In mode 16 and 18, once you fire a missile, your ship can’t adjust its speed until the missile hits or leaves the top of the screen. If you fire a missile when moving at full speed, your ship is stuck at full speed for a few seconds. In mode 17, you can adjust your ship’s speed at any time, which also adjusts the forward speed of the missile. Your missile will always be vertically aligned with your ship, Newton’s laws of motion and all that.

This set of games was lower scoring than the ones before it, thanks to the higher difficulty of hitting targets with your slow moving missiles. It also seems that the blue-green boat has an advantage over the copper one, because it’s closer to the action.

Modes 19-22: Bomber




It’s exactly the same as Polaris, except you control bombers on auto-pilot and the targets are below you.

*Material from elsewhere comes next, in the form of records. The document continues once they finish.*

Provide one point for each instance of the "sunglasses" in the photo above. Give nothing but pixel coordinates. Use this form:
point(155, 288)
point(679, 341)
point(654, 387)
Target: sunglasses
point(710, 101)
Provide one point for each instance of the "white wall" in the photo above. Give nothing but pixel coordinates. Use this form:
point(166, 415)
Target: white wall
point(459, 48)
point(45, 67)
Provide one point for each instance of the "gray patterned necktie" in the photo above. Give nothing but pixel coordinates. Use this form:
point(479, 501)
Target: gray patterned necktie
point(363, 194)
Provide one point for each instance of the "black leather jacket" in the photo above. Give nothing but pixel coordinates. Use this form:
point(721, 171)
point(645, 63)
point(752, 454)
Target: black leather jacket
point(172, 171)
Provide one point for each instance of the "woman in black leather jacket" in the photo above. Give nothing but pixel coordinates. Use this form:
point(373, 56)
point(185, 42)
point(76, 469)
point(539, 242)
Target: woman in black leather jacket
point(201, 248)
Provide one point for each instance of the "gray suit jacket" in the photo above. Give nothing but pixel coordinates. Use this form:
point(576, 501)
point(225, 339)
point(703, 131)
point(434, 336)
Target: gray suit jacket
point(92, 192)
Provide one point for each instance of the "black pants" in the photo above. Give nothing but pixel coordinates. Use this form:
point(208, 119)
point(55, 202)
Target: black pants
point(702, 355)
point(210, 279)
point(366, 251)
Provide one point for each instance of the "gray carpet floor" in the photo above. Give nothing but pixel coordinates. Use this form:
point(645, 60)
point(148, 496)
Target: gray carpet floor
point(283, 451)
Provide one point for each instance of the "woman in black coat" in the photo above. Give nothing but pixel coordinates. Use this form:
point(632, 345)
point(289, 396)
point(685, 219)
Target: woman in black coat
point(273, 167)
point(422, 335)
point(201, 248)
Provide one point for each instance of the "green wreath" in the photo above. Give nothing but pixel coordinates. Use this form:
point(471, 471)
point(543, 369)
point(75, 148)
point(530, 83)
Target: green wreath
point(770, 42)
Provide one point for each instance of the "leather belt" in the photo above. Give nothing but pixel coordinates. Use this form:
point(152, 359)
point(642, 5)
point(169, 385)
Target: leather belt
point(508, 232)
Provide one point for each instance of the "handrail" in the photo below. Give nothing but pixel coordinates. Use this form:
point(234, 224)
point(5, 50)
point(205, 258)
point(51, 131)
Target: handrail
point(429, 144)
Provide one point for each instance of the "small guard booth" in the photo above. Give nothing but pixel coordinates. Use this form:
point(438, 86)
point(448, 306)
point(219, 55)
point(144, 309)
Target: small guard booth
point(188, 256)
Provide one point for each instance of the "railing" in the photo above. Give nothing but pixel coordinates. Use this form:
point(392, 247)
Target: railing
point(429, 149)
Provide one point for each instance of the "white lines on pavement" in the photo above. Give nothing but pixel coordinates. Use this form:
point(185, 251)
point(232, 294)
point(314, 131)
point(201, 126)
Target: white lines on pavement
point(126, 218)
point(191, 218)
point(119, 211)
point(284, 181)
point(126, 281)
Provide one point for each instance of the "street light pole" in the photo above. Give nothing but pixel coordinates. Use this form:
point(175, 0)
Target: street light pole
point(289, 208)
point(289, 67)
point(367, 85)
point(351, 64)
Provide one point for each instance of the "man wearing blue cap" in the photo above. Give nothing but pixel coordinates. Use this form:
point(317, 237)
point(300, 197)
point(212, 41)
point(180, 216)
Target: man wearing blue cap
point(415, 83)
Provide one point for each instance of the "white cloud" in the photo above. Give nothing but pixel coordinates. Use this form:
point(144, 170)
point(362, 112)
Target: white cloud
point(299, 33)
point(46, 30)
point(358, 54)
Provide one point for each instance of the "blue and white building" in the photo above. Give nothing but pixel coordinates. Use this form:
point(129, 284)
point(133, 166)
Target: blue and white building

Modes 22-27: Polaris vs. Bomber




The last set of modes finally has player vs. player combat. One player has the destroyer, one player has the bomber, they control just like in the above modes, and the goal is to hit the other player with your missiles more often than they hit you.

Hitting your opponent is difficult. Dodging their shots is easy. This made for a low scoring set of games. The computer is again, stupid, and its inability to strategize completely negates any challenge in fighting it.



Modes 25-27 add sea mines, and unlike previous games with barriers, these make a big difference. They can ruin a well-aimed shot, and since it takes some time for your slow moving missiles to reach the middle lane, your opportunity has been wasted. Often both players would fire at about the same time, but one player’s shot would be blocked by a mine, and the other would hit home.

Overall, I thought this was a worse game than Combat. I’d rather a game just have no singleplayer mode at all than have one with an AI as shoddy as this. I’m glad I waited until a friend was around to play this game, because trying to play the mode against the computer and then realizing that mode is worthless and not being able to fall back on a functioning two-player mode would have been infuriating. Even with a second player, Air-Sea Battle was kind of boring in all modes. Shots move so slowly that it feels like you’re waiting forever in between them, often with nothing to do while waiting.